# NLP Concepts #5
## The World of Sequences -  Recurrent Neural Networks II

### Simple neural network

Let's take a simple shallow neural network. We can define it as



$$\Large \hat{y} = a(W^Tx + b)$$

where:

* $a$ is some activation function
* $\hat{y}$ is the output (scalar or vector, depending on $a$)
* $W$ is a weight matrix
* $x$ is the input vector
* $b$ is a bias vector

### Simple RNN

**RNN** needs a hidden state:

$$\Large h_t = a(W_{xh}^T x_t + W_{hh}^T h_{t-1} + b_h)$$

where:

* $a$ is some activation function
* $x$ is the input vector
* $b_h$ is a hidden layer bias vector
* $W_{xh}$ is a weight matrix mapping from feature vector $x \in R^{D_x}$ to a hidden state $h \in R^{D_h}$
* $W_{hh}$ is a weight matrix mapping from hidden state $h \in R^{D_h}$ to a hidden state $h \in R^{D_h}$

Then we can compute the output(s):

$$\Large \hat{y} = a(W_o^Th_t + b_o)$$

where:

* $a$ is some activation function
* $\hat{y}$ is the output (scalar or vector, depending on $a$)
* $x$ is the input vector
* $b_o$ is an output layer bias vector
* $W_o$ is an output layer weight matrix

### GRU

**GRU** introduces two new concepts: **update gate** $z_t$ and **reset gate** $r_t$.

Let's define them:

$$\Large z_t = \sigma(W_{xz}^T x_t + W_{hz}^T h_{t-1} + b_z)$$


$$\Large r_t = \sigma(W_{xr}^T x_t + W_{hr}^T h_{t-1} + b_r)$$

where:

* $\sigma$ is a sigmoid activation function
* $x$ is the input vector
* $b$ are respective bias vectors
* $W$ are respective weight matrices


When $z_t$ and $r_t$ are computed, we can compute the **hidden state**:


$$\Large h_t = (1-z_t)\odot h_{t-1} + z_t \odot a(W_{xh}^T x_t + W_{hh}^T (r_t \odot h_{t-1}) + b_h)$$

where:

* $\odot$ is element-wise multiplication
* $a$ is an activation function (typically $tanh$)

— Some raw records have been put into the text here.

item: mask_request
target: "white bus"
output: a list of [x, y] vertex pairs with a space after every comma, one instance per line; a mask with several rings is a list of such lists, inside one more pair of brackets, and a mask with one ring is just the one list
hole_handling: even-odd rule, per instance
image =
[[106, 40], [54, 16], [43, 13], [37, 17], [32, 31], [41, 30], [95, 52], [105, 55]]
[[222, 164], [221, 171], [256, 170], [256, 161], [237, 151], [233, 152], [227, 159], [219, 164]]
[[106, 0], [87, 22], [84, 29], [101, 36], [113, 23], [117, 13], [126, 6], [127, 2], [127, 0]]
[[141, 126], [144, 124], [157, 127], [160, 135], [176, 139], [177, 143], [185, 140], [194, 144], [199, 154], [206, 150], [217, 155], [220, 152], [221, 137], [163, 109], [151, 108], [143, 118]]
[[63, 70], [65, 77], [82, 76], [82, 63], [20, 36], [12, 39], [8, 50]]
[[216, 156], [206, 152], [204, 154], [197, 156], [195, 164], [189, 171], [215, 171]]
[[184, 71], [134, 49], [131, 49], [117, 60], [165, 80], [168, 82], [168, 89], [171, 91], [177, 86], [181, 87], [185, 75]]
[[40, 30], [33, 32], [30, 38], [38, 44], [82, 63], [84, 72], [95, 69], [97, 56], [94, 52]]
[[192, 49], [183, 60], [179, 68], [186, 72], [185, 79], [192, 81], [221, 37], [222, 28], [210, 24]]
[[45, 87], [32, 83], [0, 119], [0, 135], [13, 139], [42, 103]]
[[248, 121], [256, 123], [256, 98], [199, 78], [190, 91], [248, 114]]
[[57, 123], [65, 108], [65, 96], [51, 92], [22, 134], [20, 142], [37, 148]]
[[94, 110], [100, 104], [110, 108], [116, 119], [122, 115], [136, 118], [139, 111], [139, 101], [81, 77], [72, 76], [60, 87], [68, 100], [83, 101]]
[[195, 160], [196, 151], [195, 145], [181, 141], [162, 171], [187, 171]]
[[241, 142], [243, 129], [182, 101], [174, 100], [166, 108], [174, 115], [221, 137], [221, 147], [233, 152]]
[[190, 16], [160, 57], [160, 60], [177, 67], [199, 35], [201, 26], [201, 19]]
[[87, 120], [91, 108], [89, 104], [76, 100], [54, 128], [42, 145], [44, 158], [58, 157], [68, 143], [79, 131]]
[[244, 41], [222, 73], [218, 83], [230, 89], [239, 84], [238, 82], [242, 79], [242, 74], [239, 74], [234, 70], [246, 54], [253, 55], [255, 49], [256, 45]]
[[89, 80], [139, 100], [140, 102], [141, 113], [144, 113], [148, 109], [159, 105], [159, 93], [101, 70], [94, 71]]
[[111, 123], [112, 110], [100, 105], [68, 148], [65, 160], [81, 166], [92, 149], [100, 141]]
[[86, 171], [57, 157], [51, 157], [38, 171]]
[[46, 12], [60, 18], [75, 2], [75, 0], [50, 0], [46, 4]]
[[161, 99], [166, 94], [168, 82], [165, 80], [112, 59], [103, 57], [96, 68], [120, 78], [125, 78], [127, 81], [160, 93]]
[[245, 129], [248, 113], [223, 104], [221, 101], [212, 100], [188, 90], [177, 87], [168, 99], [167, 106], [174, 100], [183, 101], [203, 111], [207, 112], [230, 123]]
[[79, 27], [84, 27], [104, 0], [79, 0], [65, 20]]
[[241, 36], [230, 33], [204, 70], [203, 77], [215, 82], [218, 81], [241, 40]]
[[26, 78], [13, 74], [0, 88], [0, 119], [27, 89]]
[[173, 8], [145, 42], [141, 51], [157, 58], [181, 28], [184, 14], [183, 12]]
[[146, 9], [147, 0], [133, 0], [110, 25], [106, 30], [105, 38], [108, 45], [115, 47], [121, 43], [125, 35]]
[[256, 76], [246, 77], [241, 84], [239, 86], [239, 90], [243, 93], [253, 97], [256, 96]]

Finally, we can compute the output(s):

$$\Large \hat{y} = a(W_o^Th_t + b_o)$$

### LSTM

**LSTM** is the most complex architecture.

It uses a couple of additional concepts, some of them very similar to the ones used in **GRU**.

To build an **LSTM**, we'll need:

* forget gate $f_t$
* input gate (AKA update gate) $i_t$
* output gate $o_t$
* cell state (AKA extra hidden state) $c_t$
* regular hidden state $h_t$

Let's define them:

$$\Large f_t = \sigma(W_{xf}^T x_t + W_{hf}^T h_{t-1} + b_f)$$

$$\Large i_t = \sigma(W_{xi}^T x_t + W_{hi}^T h_{t-1} + b_i)$$

$$\Large o_t = \sigma(W_{xo}^T x_t + W_{ho}^T h_{t-1} + b_o)$$

$$\Large c_t = f_t \odot c_{t-1} + i_t \odot a(W_{xc}^T x_t + W_{hc}^T h_{t-1} + b_c)$$

$$\Large h_t = o_t \odot a(c_t)$$

where:

* $\odot$ is element-wise multiplication
* $a$ is an activation function (typically $tanh$)
* $\sigma$ is a sigmoid activation function
* $x$ is the input vector
* $b$ are respective bias vectors
* $W$ are respective weight matrices


We compute the output(s) as usual:

$$\Large \hat{y} = a(W_o^Th_t + b_o)$$